Pakistani politician (1941–2022)

Muhammad Jaffar Khan Leghari (23 June 1945 – 31 December 2022) was a Pakistani politician who was a member of the National Assembly of Pakistan, since August 2018 until his death in December 2022. Previously, he was a member of the National Assembly from October 2002 to 2007, from 2008 to 2013, and from June 2013 to May 2018.

==Political career==
Leghari was elected to the Provincial Assembly of the Punjab as a candidate of Pakistan People's Party (PPP) from PP-204 Rajanpur-I in the 1988 Punjab provincial election. He received 30,531 votes and defeated Sardar Ghazali Rahim, a candidate of Islami Jamhoori Ittehad (IJI).

He ran for the Provincial Assembly as a candidate of Pakistan Democratic Alliance (PDA) from PP-201 Dera Ghazi Khan-III and PP-204 Rajanpur-I in the 1990 Punjab provincial election, but was unsuccessful from both constituencies. He received 18,222 and 28,638 votes and was defeated by Zulfiqar Ali Khosa and Nasrullah Khan Dareshak, both candidates of IJI, respectively.

He was re-elected to the Provincial Assembly as a candidate of PPP from PP-204 Rajanpur-I in the 1993 Punjab provincial election. He received 38,461 votes and defeated Sardar Javed Iqbal Khan, a candidate of Pakistan Muslim League (N) (PML-N).

He was elected to the National Assembly of Pakistan as an independent candidate from NA-133 Dera Ghazi Khan-II in the 1997 Pakistani general election. He received 69,532 votes and defeated Imtiaz Ahmad Khan Leghari, a candidate of PML-N.

He was re-elected to the National Assembly as a candidate of National Alliance (NA) from Constituency NA-174 (Rajanpur-I) in the 2002 Pakistani general election. He received 59,783 votes and defeated Gorish Sardar Gorchani, a candidate of PML-N. In the same election, he ran for the seat of the Provincial Assembly of the Punjab as a candidate of National Alliance from Constituency PP-243 (Dera Ghazi Khan-IV) and as an independent candidate from Constituency PP-246 (Dera Ghazi Khan-VII) but was unsuccessful. He received 19,557 votes from Constituency PP-243 (Dera Ghazi Khan-IV) and lost the seat to Sardar Muhammad Khan Laghari. He received 368 votes from Constituency PP-246 (Dera Ghazi Khan-VII) and lost the seat to Sardar Muhammad Yousuf Khan Leghari, a candidate of National Alliance.

Leghari was re-elected to the National Assembly as a candidate of Pakistan Muslim League (Q) (PML-Q) from Constituency NA-174 (Rajanpur-I) in the 2008 Pakistani general election.
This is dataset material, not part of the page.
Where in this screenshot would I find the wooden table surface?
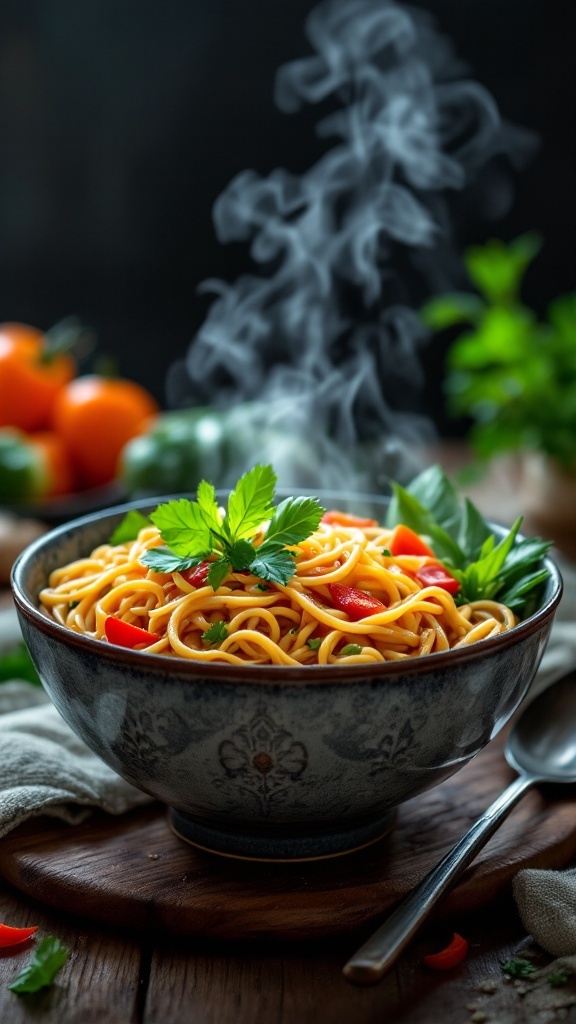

He received 50,440 votes and defeated Sardar Nasrullah Khan Dreshak. In the same election, he also ran for the seat of the Provincial Assembly of the Punjab as an independent candidate from Constituency PP-245 (Dera Ghazi Khan-VI) and Constituency PP-246 (Dera Ghazi Khan-VII) but was unsuccessful. He received 553 votes from Constituency PP-245 (Dera Ghazi Khan-VI) and lost the seat to Muhammad Mohsin Khan Leghari. He received 205 votes from Constituency PP-246 (Dera Ghazi Khan-VII) and lost the seat to Sardar Muhammad Yousaf Khan Leghari, a candidate of PML-Q.

Leghari was re-elected to the National Assembly as a candidate of PML-N from Constituency NA-174 (Rajanpur-I) in the 2013 Pakistani general election. He received 101,705 votes and defeated an independent candidate, Sardar Nasrullah Khan Dreshak.

In May 2018, he quit PML-N and joined Pakistan Tehreek-e-Insaf (PTI). He was re-elected to the National Assembly as a candidate of PTI from Constituency NA-193 (Rajanpur-I) in 2018 Pakistani general election. He died on 31 December 2022.

==Death==
Leghari died in Lahore on 31 December 2022, at the age of 77. He was survived by his wife and a daughter.